源码解析：K8s 创建 pod 时，背后发生了什么（五）（2021）

Published at 2021-06-01 | Last Update 2022-03-17

本文基于 2019 年的一篇文章 What happens when … Kubernetes edition! 梳理了 k8s 创建 pod（及其 deployment/replicaset）的整个过程，整理了每个重要步骤的代码调用栈，以在实现层面加深对整个过程的理解。

原文参考的 k8S 代码已经较老（v1.8/v1.14 以及当时的 master），且部分代码链接已失效；本文代码基于 v1.21。

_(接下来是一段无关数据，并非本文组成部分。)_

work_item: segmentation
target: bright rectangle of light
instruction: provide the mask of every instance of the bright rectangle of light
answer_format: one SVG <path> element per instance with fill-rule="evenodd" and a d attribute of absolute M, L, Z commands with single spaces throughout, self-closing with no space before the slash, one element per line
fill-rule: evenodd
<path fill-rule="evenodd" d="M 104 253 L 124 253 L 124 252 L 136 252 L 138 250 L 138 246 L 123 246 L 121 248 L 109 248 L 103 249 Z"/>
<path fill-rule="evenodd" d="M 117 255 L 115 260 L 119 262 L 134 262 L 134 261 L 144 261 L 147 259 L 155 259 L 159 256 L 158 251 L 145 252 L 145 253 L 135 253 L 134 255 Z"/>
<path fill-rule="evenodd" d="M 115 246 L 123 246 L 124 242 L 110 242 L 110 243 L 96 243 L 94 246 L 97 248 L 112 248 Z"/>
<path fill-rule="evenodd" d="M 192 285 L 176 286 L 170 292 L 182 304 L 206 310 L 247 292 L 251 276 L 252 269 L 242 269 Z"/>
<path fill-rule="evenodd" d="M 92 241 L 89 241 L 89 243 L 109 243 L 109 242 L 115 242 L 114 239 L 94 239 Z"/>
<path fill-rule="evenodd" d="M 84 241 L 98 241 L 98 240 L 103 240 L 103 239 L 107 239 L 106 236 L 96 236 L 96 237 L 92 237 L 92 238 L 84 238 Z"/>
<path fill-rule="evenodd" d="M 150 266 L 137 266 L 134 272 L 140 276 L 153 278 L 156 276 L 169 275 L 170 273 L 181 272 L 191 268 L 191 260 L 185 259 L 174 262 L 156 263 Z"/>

由于内容已经不与原文一一对应（有增加和删减），因此标题未加 “[译]” 等字样。感谢原作者（们）的精彩文章。

篇幅太长，分成了几部分：

水平及维护精力所限，文中不免存在错误或过时之处，请酌情参考。 传播知识，尊重劳动，年满十八周岁，转载请注明出处。

6 kubelet
7 结束
参考资料

6 kubelet

每个 K8s node 上都会运行一个名为 kubelet 的 agent，它负责

pod 生命周期管理。

这意味着，它负责将 “Pod” 的逻辑抽象（etcd 中的元数据）转换成具体的容器（container）。
挂载目录
创建容器日志
垃圾回收等等

6.1 Pod sync（状态同步）

kubelet 也可以认为是一个 controller，它

通过 ListWatch 接口，从 kube-apiserver 获取属于本节点的 Pod 列表（根据 spec.nodeName 过滤），
然后与自己缓存的 pod 列表对比，如果有 pod 创建、删除、更新等操作，就开始同步状态。

下面具体看一下同步过程。

同步过程

// pkg/kubelet/kubelet.go

// syncPod is the transaction script for the sync of a single pod.
func (kl *Kubelet) syncPod(o syncPodOptions) error {
    pod := o.pod

    if updateType == SyncPodKill { // kill pod 操作
        kl.killPod(pod, nil, podStatus, PodTerminationGracePeriodSecondsOverride)
        return nil
    }

    firstSeenTime := pod.Annotations["kubernetes.io/config.seen"] // 测量 latency，从 apiserver 第一次看到 pod 算起

    if updateType == SyncPodCreate { // create pod 操作
        if !firstSeenTime.IsZero() { // Record pod worker start latency if being created
            metrics.PodWorkerStartDuration.Observe(metrics.SinceInSeconds(firstSeenTime))
        }
    }

    // Generate final API pod status with pod and status manager status
    apiPodStatus := kl.generateAPIPodStatus(pod, podStatus)

    podStatus.IPs = []string{}
    if len(podStatus.IPs) == 0 && len(apiPodStatus.PodIP) > 0 {
        podStatus.IPs = []string{apiPodStatus.PodIP}
    }

    runnable := kl.canRunPod(pod)
    if !runnable.Admit { // Pod is not runnable; update the Pod and Container statuses to why.
        apiPodStatus.Reason = runnable.Reason
        ...
    }

    kl.statusManager.SetPodStatus(pod, apiPodStatus)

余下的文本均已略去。